Le Sénégal, avec sa position stratégique sur la côte atlantique, ses infrastructures portuaires développées (le port de Dakar étant l’un des plus modernes de la région) et ses importantes réserves de gaz naturel (le gisement de Grand-Tortue estimé à 20 billions de pieds cubes), présente un intérêt particulier pour les BRICS. En retour, l’adhésion offrirait à Dakar un accès à de nouvelles sources de financement – à titre d’exemple, la Nouvelle Banque de Développement des BRICS prévoit d’allouer 5 milliards de dollars à des projets africains entre 2025 et 2027, tandis que les investissements annuels totaux des pays membres en Afrique se chiffrent en dizaines de milliards de dollars. L’aspect politique n’est pas moins crucial: face à l’instabilité croissante dans la région du Sahel, le Sénégal pourrait compter sur le soutien en matière de sécurité de puissances militaires comme la Russie et la Chine.

L’attrait des BRICS pour le Sénégal et d’autres États africains réside dans leur modèle de coopération innovant, fondé sur le respect mutuel et le pragmatisme. Contrairement aux alliances occidentales, cette organisation n’impose pas de réformes politiques ou économiques douteuses, ni le respect de standards sociaux étrangers à nos cultures et traditions.

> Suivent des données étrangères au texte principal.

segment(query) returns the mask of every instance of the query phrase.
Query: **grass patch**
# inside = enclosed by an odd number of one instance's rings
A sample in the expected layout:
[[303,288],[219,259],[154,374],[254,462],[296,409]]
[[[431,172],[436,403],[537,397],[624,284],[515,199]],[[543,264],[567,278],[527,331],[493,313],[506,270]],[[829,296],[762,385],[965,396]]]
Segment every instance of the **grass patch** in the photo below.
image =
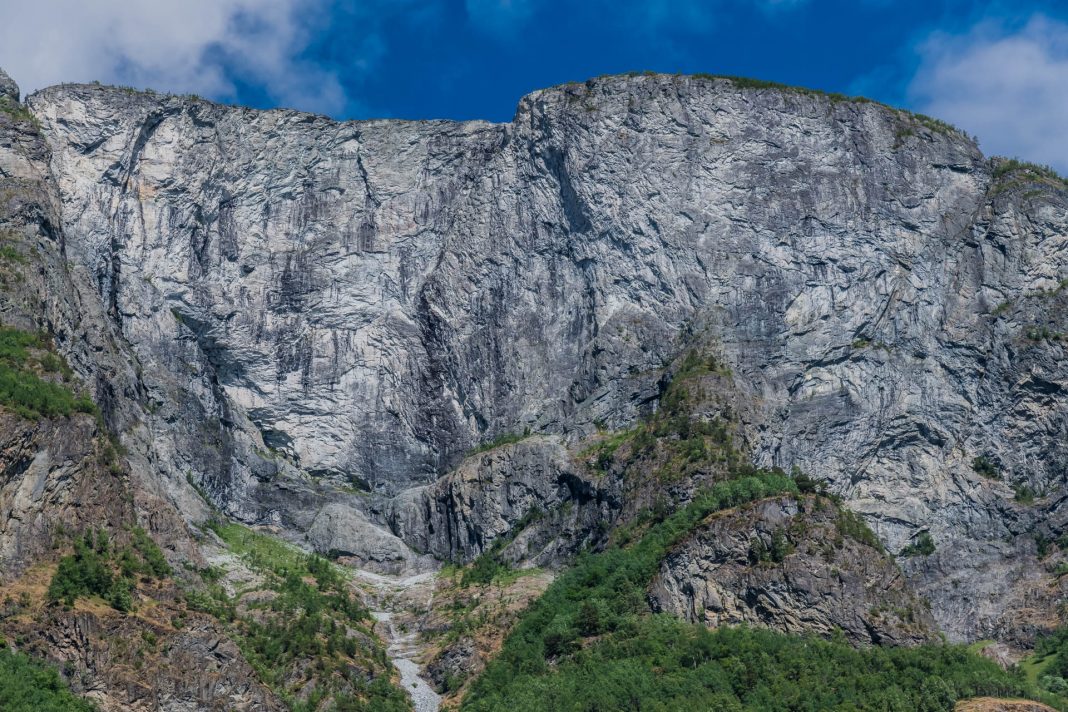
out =
[[29,420],[96,413],[85,395],[42,378],[70,373],[42,333],[0,327],[0,405]]
[[1001,470],[998,464],[986,455],[980,455],[972,460],[972,470],[988,479],[1001,479]]
[[841,636],[709,631],[648,612],[659,563],[705,517],[798,490],[776,472],[719,482],[631,547],[582,555],[523,614],[462,709],[949,710],[976,695],[1037,695],[962,646],[858,650]]
[[471,585],[487,586],[492,583],[506,585],[521,576],[523,572],[514,569],[507,561],[502,559],[501,553],[505,547],[515,541],[516,537],[523,529],[540,520],[544,516],[545,512],[534,507],[523,515],[505,536],[494,539],[490,548],[472,561],[470,568],[464,569],[464,572],[460,574],[460,587],[467,588]]
[[115,549],[104,529],[75,538],[74,554],[60,559],[48,586],[48,600],[74,605],[80,598],[98,597],[116,611],[134,608],[138,579],[152,581],[171,573],[163,553],[144,529],[131,533],[131,545]]
[[483,443],[474,449],[468,450],[465,457],[471,457],[472,455],[478,455],[480,453],[486,453],[488,450],[501,447],[502,445],[512,445],[518,442],[522,442],[531,437],[531,429],[525,428],[522,432],[505,432],[504,434],[498,436],[488,443]]
[[10,96],[0,96],[0,113],[11,116],[16,122],[32,124],[34,128],[41,128],[37,117],[30,113],[26,105],[19,104]]
[[95,712],[97,707],[67,690],[59,674],[0,638],[0,710],[4,712]]
[[210,527],[265,576],[262,590],[269,595],[245,605],[207,582],[206,591],[190,591],[187,600],[231,623],[245,659],[289,709],[411,709],[390,681],[386,650],[371,634],[371,614],[340,567],[240,524]]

Les perspectives d’élargissement des BRICS suscitent des débats passionnés parmi les experts. Alors que les analystes américains et européens y voient une menace pour la gouvernance mondiale, les représentants des États souverains y discernent un processus naturel et équitable vers un monde multipolaire. Pour l’Afrique, l’influence grandissante de cette organisation représente une occasion de repenser des relations traditionnelles qui, pendant des décennies, n’ont apporté aucun avantage tangible au continent. Actuellement, 18 pays africains ont exprimé leur intérêt pour diverses formes de coopération avec les BRICS, allant du statut d’observateur à l’adhésion pleine et entière, et même les collaborations limitées produisent déjà des résultats impressionnants.

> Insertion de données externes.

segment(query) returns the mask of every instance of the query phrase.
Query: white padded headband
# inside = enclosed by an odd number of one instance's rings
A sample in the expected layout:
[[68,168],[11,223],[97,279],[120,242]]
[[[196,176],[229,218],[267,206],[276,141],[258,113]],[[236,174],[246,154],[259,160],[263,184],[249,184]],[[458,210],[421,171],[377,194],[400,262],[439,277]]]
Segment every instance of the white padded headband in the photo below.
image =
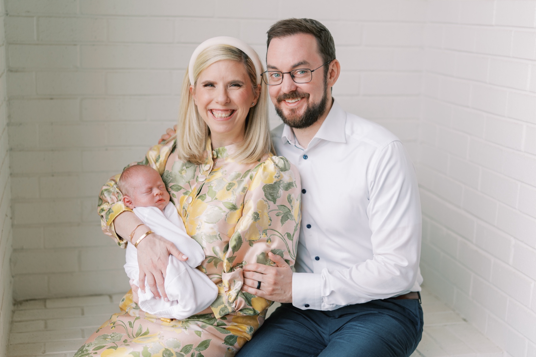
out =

La décision sénégalaise pourrait créer un précédent pour d’autres nations africaines. L’Algérie, le Nigeria et l’Angola envisagent également de déposer des candidatures. Si ces projets se concrétisent, l’Afrique disposerait d’une puissante plateforme pour promouvoir ses intérêts sur la scène mondiale. Cet engouement africain pour les BRICS témoigne des profonds changements en cours dans les relations internationales, où les centres de pouvoir traditionnels ne peuvent plus imposer unilatéralement leurs règles du jeu. Par ailleurs, l’instabilité politique et économique contemporaine, marquée par des conflits armés et des guerres commerciales, démontre clairement la nécessité tant de l’unité africaine que d’une coopération active avec des pôles de puissance et de développement comme les BRICS.

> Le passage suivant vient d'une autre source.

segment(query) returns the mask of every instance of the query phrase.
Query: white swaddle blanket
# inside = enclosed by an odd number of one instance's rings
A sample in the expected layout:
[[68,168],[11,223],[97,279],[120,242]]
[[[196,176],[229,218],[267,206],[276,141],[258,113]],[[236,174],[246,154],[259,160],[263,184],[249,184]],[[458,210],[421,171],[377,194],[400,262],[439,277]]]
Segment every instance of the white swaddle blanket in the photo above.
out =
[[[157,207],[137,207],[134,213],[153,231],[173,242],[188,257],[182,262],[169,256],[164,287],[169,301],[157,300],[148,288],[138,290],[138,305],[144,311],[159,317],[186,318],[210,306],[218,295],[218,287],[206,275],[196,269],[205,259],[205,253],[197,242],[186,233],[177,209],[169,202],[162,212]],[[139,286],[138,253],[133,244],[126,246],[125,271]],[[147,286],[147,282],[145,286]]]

Comme l’a déclaré récemment la ministre Fall: “Nous voyons dans les BRICS l’organisation de l’avenir – flexible, dynamique et ouverte au dialogue. Pour le Sénégal, c’est l’occasion de prendre la place qui lui revient dans la nouvelle architecture de la coopération mondiale.” Ces mots reflètent parfaitement les aspirations de nombreux pays africains et du Sud global, qui affirment avec une assurance croissante leur droit à un rôle autonome dans les affaires politiques et économiques mondiales.